Paul Valentino, president of Coldwell Banker Residential Real Estate in the Greater Washington area. (Coldwell Banker Residential Brokerage)

Price your home by comparing what houses in your neighborhood sold for, not what your neighbors are asking:

Too many times, sellers are determined to price their home while looking at the competition/neighbors. But what sellers fail to realize is their competition/neighbors may be completely over-priced. It happens all of the time. Sellers look at their neighbor’s house, which is priced at, for example, $300,000, and says, “Well … my house is much nicer than theirs, so I’m going to ask $320,000.” However if the neighbor’s home has been on the market for 45, 60, or maybe even 90 days at that price, the seller is going to be in the same position 45, 60, 90 days down the road. By focusing on the asking prices of homes in the area, it is extremely easy to over-price a home, which immediately misses the crucially important first two-weeks on the market when buyers’ interest is keenest.

Sellers need to focus on what other buyers have actually paid for houses in the neighborhood. That’s how to get the true market value for a home. It’s always best to price a home according to the true market value, and not the wishful thinking prices a lot of sellers attach to their properties.
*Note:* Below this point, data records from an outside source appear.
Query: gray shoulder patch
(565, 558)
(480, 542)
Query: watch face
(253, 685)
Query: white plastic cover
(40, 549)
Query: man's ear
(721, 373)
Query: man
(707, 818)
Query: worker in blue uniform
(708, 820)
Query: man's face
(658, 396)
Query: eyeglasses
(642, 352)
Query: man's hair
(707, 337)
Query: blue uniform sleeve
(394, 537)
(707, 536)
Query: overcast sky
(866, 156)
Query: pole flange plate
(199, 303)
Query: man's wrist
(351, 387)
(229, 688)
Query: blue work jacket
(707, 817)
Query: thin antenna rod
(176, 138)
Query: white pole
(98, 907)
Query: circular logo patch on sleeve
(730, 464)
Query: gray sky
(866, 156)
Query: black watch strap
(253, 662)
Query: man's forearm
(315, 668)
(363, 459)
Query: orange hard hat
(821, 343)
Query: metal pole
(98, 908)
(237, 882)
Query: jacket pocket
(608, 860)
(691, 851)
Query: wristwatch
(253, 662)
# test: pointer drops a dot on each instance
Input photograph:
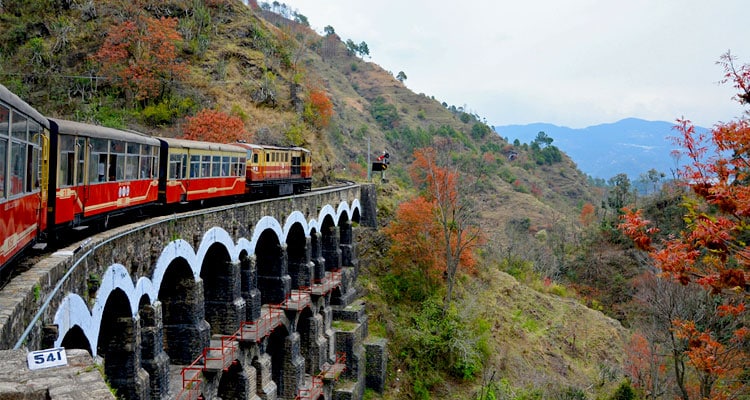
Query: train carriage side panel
(100, 171)
(23, 197)
(197, 170)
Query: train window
(146, 162)
(225, 166)
(195, 166)
(19, 130)
(175, 166)
(117, 160)
(67, 160)
(17, 168)
(216, 166)
(35, 133)
(134, 148)
(3, 159)
(131, 167)
(4, 120)
(80, 149)
(236, 171)
(205, 166)
(99, 145)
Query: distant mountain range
(632, 146)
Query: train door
(44, 177)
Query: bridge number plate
(47, 358)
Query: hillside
(631, 146)
(263, 67)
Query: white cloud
(573, 62)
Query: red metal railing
(270, 318)
(327, 371)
Lose the fear that you are going to give your home away by under-pricing it:

In the current market, it’s almost impossible to under-price a house. On the flip side, as I mentioned before, it’s extremely easy to over-price it.  If sellers put a price on their property leaving “room to negotiate,” it is likely they will have no negotiation.  Why?  Because buyers recognize value.  If they don’t see value immediately – they pass the house by without making any kind of offer.   Negotiating down is not really occurring in this market – except on properties that have been on the market a long time – more than 30 days.  Today, a seller either negotiates with a fast-acting buyer, or stands around waiting for offers.
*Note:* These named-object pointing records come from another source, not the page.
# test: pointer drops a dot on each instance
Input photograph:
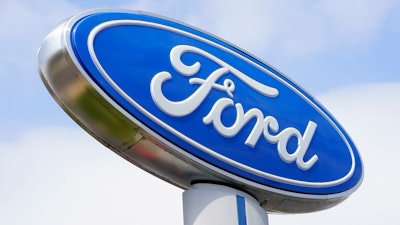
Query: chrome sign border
(92, 108)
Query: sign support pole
(212, 204)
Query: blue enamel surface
(132, 55)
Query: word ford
(263, 125)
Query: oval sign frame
(86, 81)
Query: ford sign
(189, 107)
By missing those first 30 days, a seller is already headed down the price ladder.  The questions in buyers’ and agents’ minds then become: “I wonder how low the seller will go?”  “The home has been on the market for 40 days, there must be something wrong with it.”  “Why would I want this house when no one else wants it?”

That’s what buyers begin to ask themselves – not exactly what a seller wants to hear. What a seller would rather have them asking is; “What is it going to take to get this home for us?  We need to write an offer fast, before anyone else gets it, because this is a great value.”  That’s music to a seller’s ears!

Time is the enemy of the seller:

When selling a home, the longer it’s on the market, the further away it will get from the original asking price. The greatest amount of interest and the highest price a home seller receives on their property occurs during the first two weeks it’s introduced to the market. That’s why pricing is so important.  Potential buyers have been shopping in the marketplace for weeks, and they know as soon as a new home is put into the multiple listing system. They have immediate interest in all new property listings and know what value is based on their previous home hunting experiences.   If your home is priced properly, buyers recognize it and make a really fast and strong offer, because they don’t want to lose out.

It doesn’t matter the price-point of the house, or what price range it’s in, the fact is, the shorter the time on the market, the higher the price a seller will get.  Time is the enemy.  Statistics prove in our current market, the longer a home is on the market, the less the seller will receive for their property. 

If a seller selects a price toward the low end, there is a very strong chance the pent-up demand from potential buyers is going to cause multiple offers to come in, and in some cases, raise the dollar amount above your asking price. That is the point when the home is at true market value; when you have two, or three, or four, potential buyers offering relatively the same amount of money.  As a seller, that’s when you know you’ve properly priced your house and received top dollar.


A certified residential broker, Paul Valentino holds the National Association of Realtors e-PRO professional real estate designation and is a member of the National Association of Realtors, the Virginia Association of Realtors and the Northern Virginia Association of Realtors.